Sometimes, a strong brand starts naturally and immediately when you find a clever combination of words, and you and others say, “Hey, that’s a great name.” Such a brand might be inherently strong from the beginning. More often, however, strong brands are created over time, through promoting your product. eBay®, Google®, Amazon®, Gucci®, and the like, have strong brands because of the effort they spent launching and promoting a product or service that people want, and thereby built recognition for their brand names among their target consumers.
In sum, it’s best to focus on branding that is not likely to be confused with existing brands, and is distinctive enough to be worthy of your advertising, marketing, and promotion budget.

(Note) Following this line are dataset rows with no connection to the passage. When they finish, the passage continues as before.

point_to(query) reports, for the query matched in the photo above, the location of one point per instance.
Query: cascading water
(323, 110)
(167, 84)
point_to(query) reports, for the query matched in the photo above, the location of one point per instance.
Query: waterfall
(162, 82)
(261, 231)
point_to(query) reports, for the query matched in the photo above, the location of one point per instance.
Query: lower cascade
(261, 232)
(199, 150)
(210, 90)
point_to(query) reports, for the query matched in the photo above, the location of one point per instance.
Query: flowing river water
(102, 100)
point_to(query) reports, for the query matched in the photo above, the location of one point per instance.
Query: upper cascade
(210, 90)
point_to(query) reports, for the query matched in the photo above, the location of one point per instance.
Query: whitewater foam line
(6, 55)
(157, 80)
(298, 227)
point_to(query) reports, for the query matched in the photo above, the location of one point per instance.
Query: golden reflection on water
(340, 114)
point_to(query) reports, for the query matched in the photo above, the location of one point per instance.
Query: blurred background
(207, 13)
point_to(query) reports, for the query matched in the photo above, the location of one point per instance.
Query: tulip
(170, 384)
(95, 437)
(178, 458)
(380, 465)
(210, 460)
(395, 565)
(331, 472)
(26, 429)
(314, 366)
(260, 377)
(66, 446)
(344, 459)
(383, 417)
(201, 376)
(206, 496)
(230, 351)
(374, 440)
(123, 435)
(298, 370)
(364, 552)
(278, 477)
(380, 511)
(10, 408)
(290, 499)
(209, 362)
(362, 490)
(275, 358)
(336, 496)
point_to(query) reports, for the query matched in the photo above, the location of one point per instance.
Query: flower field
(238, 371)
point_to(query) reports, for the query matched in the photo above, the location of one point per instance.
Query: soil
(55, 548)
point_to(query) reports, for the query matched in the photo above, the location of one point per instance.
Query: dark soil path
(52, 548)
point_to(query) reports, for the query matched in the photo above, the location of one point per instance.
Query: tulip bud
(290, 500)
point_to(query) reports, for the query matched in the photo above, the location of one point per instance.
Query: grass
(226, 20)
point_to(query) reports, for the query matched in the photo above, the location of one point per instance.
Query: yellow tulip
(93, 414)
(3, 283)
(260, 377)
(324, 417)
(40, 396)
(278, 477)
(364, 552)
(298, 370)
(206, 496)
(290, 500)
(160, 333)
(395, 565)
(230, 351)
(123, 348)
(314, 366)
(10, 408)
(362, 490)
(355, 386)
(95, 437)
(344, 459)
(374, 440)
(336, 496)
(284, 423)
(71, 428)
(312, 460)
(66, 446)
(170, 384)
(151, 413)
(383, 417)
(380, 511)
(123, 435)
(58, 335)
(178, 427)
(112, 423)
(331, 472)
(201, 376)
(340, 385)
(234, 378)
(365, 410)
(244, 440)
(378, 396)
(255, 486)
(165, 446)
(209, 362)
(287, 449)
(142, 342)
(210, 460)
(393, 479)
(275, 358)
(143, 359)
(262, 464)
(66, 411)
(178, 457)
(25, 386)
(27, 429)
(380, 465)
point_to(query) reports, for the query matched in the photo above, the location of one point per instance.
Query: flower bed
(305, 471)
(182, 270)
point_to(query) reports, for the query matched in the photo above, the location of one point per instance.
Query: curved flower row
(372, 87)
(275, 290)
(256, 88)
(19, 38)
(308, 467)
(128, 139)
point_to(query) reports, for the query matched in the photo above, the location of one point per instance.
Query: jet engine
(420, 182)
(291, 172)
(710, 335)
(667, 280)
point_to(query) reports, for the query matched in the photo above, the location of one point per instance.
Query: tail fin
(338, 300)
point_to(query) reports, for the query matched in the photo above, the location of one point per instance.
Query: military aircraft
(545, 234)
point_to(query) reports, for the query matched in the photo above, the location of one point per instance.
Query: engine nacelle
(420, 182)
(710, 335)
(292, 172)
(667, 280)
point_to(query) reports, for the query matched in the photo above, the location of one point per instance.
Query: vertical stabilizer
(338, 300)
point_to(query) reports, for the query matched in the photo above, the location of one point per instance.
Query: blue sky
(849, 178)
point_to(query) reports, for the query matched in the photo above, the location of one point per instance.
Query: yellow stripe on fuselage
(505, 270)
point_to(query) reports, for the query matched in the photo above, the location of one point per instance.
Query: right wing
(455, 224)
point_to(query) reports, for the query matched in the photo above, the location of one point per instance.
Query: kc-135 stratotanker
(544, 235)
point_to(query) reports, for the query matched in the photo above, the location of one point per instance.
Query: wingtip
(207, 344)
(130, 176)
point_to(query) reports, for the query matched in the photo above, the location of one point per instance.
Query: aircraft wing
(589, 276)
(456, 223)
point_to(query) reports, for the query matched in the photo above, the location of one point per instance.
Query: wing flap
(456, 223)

At this point, you should have a general understanding of what trademarks are about, and what potentially makes a good brand name. It should also be clear that before launching any branded product, you should seek the advice of an attorney well versed in patent and trademark law. In particular, it’s important to have the right research conducted to find out about similar marks to your intended trademark. It is equally, if not more important to get the advice of someone who can interpret this research and advise you regarding your particular circumstances—about how to avoid conflicts with existing marks, how to pick a strong mark, and how to effectively establish trademark protection.